INDEX and MATCH to find duplicates, then CONCATENATE all Text in a single column that matches the results of the INDEX|MATCH, or Loop to find dupes?

blbat

Active Member
Joined
Mar 24, 2010
Messages
325
This is going to be painful to explain- apologies in advance!

I have an exported Excel Spreadsheet that contains a record set in which each row is uniquely identified by the "Agent Name" Column and the "Ticket #" Column. Only one unique Ticket number can be assigned per sale, per Agent.

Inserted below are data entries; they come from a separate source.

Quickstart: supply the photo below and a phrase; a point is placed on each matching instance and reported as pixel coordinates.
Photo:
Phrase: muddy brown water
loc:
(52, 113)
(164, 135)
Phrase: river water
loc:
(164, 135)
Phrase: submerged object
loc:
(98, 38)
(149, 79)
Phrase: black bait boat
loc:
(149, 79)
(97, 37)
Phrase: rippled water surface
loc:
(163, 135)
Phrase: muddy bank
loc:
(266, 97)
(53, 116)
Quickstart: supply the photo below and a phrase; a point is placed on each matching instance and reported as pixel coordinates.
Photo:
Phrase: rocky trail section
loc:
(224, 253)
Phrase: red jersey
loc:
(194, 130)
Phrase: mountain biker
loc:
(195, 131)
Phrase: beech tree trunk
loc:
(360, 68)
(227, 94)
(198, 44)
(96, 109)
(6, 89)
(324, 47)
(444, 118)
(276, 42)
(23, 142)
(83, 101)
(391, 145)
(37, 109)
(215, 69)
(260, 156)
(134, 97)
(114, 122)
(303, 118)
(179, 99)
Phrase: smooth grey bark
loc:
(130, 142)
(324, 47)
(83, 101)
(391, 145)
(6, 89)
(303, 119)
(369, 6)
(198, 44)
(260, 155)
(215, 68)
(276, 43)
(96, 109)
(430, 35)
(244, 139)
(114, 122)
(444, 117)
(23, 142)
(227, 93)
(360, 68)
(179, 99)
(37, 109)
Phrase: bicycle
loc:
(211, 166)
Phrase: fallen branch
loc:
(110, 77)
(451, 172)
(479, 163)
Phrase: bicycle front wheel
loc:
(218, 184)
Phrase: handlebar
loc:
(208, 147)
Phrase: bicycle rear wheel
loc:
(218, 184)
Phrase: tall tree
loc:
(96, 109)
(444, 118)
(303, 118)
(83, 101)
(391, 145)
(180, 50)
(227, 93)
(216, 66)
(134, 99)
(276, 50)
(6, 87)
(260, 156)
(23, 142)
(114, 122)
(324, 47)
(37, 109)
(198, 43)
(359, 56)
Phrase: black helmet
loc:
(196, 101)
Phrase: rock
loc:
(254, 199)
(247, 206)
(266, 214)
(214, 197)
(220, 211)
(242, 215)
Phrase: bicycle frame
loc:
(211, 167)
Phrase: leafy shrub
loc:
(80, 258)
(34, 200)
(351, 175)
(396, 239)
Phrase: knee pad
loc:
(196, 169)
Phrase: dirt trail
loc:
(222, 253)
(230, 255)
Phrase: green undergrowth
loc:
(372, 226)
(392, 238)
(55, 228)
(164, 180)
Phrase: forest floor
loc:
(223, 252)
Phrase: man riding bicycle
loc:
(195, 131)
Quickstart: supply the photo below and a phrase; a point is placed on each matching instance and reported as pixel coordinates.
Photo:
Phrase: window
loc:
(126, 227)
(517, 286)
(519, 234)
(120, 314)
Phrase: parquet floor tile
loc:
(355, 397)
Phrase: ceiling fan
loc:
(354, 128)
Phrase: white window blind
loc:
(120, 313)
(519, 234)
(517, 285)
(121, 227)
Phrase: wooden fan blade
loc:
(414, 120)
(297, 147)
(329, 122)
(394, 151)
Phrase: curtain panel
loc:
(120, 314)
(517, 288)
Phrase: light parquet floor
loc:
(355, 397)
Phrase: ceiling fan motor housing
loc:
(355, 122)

Unfortunately for me, the data base that this file is exported from is butchering the export because the last field ("Remarks") is a free-form text field, and the text is messed up with hidden line breaks, and other hidden characters in the data base itself...the result is the export of each record is getting duplicate rows of the same sale, with the "Remarks" field being split out in multiple rows.

(I don't have admin rights on the data-base, so can't fix the problem on that side)

I hope the following illustrates what I'm trying to do...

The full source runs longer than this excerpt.